Una noche de junio, en pleno invierno, me hallaba visitando el centro cultural Arena y Esteras en el distrito de Villa El Salvador en Lima. Se había organizado un festival de las artes, y la población y artistas del área abarrotaban la localidad, ansiosos de participar. Como acto de cierre se había anunciado la presencia de una artista invitada, alguien muy especial. Al terminar las presentaciones y los varios discursos de los organizadores, apareció en la sala la invitada especial de la que tanto se hablaba. Era Susana Baca. Llevaba puesto uno de esos vestidos sueltos y sobrios que se han convertido ya en parte de su imagen. El pelo muy corto y negro resaltaba sus facciones finas, la piel radiante de su rostro. Sonreía y abrazaba a todo el mundo mientras caminaba hacia el centro de la sala. La gente le pedía que cantara, que regalara un poco de su arte. Ella aceptó. Sin embargo, aunque había muchos músicos talentosos en el festival, músicos que la habrían podido acompañar sin ningún problema, Susana decidió cantar a capella. Un amigo músico que la conoce de cerca, me comentó en voz baja que la artista solo trabaja con “sus músicos.” Al parecer, Susana no posee ninguna educación formal como cantante y su arte fluye por instinto. Sus músicos usuales conocen el tono de su voz, sus inflexiones, la saben acompañar perfectamente.

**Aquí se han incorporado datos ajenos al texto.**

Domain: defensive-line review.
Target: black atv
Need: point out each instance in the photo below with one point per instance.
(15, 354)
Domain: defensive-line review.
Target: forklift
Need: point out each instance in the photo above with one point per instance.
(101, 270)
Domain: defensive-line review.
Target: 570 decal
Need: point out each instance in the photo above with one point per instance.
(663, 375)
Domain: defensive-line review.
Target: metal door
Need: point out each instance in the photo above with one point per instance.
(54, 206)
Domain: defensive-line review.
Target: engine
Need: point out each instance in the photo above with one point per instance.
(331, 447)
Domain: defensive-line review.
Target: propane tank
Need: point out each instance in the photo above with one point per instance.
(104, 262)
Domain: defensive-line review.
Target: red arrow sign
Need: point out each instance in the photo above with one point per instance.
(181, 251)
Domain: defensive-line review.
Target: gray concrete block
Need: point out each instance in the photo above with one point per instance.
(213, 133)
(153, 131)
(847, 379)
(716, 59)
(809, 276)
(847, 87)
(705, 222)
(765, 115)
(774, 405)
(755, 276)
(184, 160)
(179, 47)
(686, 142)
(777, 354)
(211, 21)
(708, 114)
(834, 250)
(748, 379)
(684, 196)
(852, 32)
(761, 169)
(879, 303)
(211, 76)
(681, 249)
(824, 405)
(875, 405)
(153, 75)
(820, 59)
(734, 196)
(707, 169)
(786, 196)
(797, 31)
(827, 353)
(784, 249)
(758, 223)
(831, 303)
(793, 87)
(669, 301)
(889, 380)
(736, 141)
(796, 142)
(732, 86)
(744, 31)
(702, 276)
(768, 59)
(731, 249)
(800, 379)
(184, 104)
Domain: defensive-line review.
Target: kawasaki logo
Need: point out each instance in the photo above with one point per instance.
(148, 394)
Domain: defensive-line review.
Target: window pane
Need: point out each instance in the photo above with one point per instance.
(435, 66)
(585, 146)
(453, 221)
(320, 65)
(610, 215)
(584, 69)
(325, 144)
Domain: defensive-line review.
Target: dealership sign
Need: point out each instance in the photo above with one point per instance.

Comenzó a cantar sin acompañamiento musical ni micrófono. Su voz era suave, delicada. La gente que pululaba en la sala de pronto se calló para poder escucharla con detenimiento. Las manos de Susana se elevaban y a veces posaban en el pecho, cerca al corazón, con movimientos muy pausados. El centro cultural estaba pobremente iluminado. Desde donde yo estaba, que era solo a unos metros de Susana, podía ver su silueta dibujada con ambigüedad, enmarcada por los brillos pálidos de los reflectores y rodeada de un grupo de entusiastas que la escuchaban en vilo.

Su voz se quebraba, sus palabras eran susurros a veces casi inaudibles. Cantaba con una especie de desgano apasionado; las melodías salían de sus labios con una languidez que parecía desvanecerse como flor de polvo, pero, al mismo tiempo, había un ímpetu muy sutil empujando las vibraciones internas de cada palabra. En un momento dado, la sala entera estaba como congelada, el tiempo se había detenido y todos los que estábamos allí, presenciando esa especie de ritual, seguíamos las inflexiones secretas de su voz, los susurros vehementes que caracterizan su prosodia.

Al terminar la interpretación, la concurrencia aplaudió y agradeció calurosamente. Yo me acerqué para ver a Susana más de cerca, desde otro ángulo, ya que la luz de los reflectores me impedía discernir su rostro. Desde mi nueva posición, pude verla de frente y con claridad. Sonreía y saludaba a la gente que se aglomeraba a su alrededor para darle la mano, abrazarla o tomarse fotos. Sus mejillas estaban cubiertas de lágrimas y los ojos le brillaban como unos diamantes helados. He escuchado muchos discos de Susana a través de los años, muchos conciertos en vivo y colaboraciones con músicos fabulosos, pero esta interpretación en particular es la que más me ha conmovido y demostrado la profunda humanidad de esta artista única.